In the semifinals, it was 6-foot-9 big man Chester Makoi getting the WCA fans excited with an alley-oop during an 8-0 run that enabled the Eagles to hold off Hampton, 25-19, avenging a loss to the Crabbers from Saturday.
With 6-foot-3 forward Dexter Radcliffe (2019) missing during Sunday's tourney, more scoring responsibility fell on the shoulders of the Cook twins and Makoi. Those three combined for 22 points. Ra'Shawn had five assists to go with his steals.
Greene, who was electric last season in averaging 25.7 points and 9.5 rebounds as well as 3.1 steals per game, threw home an alley-oop to give the Eagles a three-point lead in the closing moments against Western Branch. He shared game-high scoring honors with White, each scoring 10 points.
"I think that he's the toughest guard in the state," Brown said of Greene, who played previously at Grafton High School before coming to WCA before the 2015-16 campaign. "He does a lot of things for us and is just getting better. He has a no quit attitude. He's destined to make a play defensively, gets blocks, gets over things quickly and plays with confidence."
Video Interview with Williamsburg Christian Coach Chris Brown:
Hornets Sting Bertie, Win Lion Division:
Seeded ninth for the 11-team single elimination tourney of the Lion Division, the Deep Creek Hornets won four do-or-die games to pick up some hardware. It was quite an accomplishment for the Chesapeake school that graduated nine seniors from last season's squad that finished 16-10 overall and earned their first trip to regionals since 2008.
Deep Creek jumped out to a 24-9 lead and never looked back in cruising to a 31-18 win over tenth-seeded Bertie out of North Carolina in the Lion Division Championship.

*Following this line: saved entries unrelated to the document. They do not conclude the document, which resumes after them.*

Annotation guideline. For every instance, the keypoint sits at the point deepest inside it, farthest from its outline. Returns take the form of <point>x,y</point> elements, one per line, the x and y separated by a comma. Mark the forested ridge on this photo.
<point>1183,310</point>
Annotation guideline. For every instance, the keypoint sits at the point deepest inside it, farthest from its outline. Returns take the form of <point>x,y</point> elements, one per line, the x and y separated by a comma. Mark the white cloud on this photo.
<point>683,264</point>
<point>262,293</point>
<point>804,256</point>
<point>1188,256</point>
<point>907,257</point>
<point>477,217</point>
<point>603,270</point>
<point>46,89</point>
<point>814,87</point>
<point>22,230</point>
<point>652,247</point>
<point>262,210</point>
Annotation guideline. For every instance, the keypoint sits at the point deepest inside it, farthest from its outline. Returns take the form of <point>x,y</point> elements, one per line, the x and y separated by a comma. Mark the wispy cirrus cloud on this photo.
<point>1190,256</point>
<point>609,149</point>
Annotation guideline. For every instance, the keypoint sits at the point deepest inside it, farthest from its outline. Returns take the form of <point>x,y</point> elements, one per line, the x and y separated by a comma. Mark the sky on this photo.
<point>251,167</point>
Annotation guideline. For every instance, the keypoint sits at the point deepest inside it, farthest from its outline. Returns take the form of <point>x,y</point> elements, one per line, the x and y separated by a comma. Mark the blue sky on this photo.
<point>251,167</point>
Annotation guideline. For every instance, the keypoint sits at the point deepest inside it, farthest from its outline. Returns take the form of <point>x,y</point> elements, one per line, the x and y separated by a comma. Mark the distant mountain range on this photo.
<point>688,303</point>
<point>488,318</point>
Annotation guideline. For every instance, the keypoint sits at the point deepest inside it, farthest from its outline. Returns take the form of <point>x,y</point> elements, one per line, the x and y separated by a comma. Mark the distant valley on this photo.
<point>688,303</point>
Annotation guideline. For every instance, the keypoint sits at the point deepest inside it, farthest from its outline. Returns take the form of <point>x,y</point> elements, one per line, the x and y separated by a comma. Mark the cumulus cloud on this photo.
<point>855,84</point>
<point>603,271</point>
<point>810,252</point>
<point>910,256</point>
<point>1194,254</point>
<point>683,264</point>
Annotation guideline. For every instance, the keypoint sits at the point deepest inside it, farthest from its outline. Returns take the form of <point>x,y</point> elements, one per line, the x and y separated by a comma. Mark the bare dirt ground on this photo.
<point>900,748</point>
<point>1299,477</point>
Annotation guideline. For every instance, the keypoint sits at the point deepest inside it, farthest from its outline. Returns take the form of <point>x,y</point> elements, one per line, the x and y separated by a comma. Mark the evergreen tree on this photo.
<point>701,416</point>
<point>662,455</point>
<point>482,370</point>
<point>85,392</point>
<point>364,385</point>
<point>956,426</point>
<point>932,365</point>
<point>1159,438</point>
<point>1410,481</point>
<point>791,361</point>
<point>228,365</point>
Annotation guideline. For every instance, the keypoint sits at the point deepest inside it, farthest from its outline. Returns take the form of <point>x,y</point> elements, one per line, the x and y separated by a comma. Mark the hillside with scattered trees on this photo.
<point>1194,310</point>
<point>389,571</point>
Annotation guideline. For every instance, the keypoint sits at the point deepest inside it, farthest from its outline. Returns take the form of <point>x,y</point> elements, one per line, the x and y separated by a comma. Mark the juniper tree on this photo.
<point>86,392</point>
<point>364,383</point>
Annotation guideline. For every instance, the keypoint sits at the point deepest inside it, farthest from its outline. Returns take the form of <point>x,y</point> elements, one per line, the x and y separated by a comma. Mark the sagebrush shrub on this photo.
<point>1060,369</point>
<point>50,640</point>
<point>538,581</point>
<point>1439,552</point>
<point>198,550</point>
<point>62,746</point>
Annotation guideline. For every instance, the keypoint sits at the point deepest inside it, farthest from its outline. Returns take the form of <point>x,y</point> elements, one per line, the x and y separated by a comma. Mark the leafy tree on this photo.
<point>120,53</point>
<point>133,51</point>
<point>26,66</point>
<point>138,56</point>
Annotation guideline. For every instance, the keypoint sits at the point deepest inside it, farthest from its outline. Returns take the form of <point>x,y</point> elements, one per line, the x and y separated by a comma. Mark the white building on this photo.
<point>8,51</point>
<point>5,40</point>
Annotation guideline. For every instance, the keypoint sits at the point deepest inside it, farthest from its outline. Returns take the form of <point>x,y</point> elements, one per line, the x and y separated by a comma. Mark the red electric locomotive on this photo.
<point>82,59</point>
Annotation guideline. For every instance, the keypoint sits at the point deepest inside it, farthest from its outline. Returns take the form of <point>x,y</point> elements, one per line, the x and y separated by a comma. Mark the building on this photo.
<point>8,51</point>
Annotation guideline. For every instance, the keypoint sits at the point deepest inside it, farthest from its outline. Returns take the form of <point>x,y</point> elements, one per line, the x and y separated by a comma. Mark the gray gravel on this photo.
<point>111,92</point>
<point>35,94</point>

In the semifinals, Deep Creek had a much closer call against fifth-seeded Booker T. Washington, edging the Bookers 22-20 in sudden death overtime on Deja Jackson's game-winner.
They also had a nerve-wracking nail-biter in the quarterfinals against top-seeded Nansemond-Suffolk Academy, beating the Saints 21-19 on rising senior Ryan Spratley's game-winning bucket on the fourth possession in the OT.
Leading the way for the Hornets throughout the weekend was 6-foot-5 forward Caleb Butts, a Class of 2019 forward drawing some attention from Division I schools and already holds an offer courtesy of Division II Bluefield.
Butts imposed his will against defenders, scoring in the paint with regularity, knocking down open jumpers, getting to the foul line and blocking shots. In his first season with the Hornets as a sophomore in 2016-17, he averaged 17.7 points and 10 rebounds per game to earn Second Team All-Region and First Team All-Conference 17 honors.